WS17. Using Auxiliary Programs to Cultivate Community: 10 Areas of Critical Capacities

Presenters: Karen McCann McClelland, Sidwell Friends School (DC); Dan O’Neil, Congressional School (VA); Bob Rojee, St. Mark's School (MA); Nat Saltonstall, Summer Programs Auxiliary Revenue Collaborative (SPARC) 

Auxiliary programs can strategically enhance independent school operations in a variety of ways. Programs can provide alternative revenue streams, admissions leads, opportunities for curriculum innovation, and community engagement and employment. Join us to focus on 10 critical-capacity areas that help your program run efficiently and successfully. Areas include defining your mission and goals; program design and implementation; budgeting; human resources; marketing operations and administrative structure; admissions; managing facilities; security program evaluation and analysis; rentals, school stores, music lessons, tutoring; and partnerships. Build your capacity in each area and explore best practices and current trends in independent schools.
 

WS18. Walking the Talk: Foundational Practices to Integrate and Apply SEL and DEI in Schools

Presenter: Jennifer Dirga, The Chestnut Hill School (MA) 

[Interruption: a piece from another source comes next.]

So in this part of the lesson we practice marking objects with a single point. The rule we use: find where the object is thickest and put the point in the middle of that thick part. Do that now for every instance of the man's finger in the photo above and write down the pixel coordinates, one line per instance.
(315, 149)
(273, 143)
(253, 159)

Effective social and emotional learning (SEL) implementation requires a diversity, equity, and inclusion (DEI) lens. Join us to explore SEL as a tool to teach social-emotional skills and competencies, as well as engage students and teachers in building safe and identity-affirming communities. Participate in activities that allow for building community while supporting meaningful conversations around race and social justice. Examine the intersection of effective SEL and DEI practices and implementation through a lens of community and belonging. Review current neuroscience and its link to SEL and DEI on learning and the developing brain.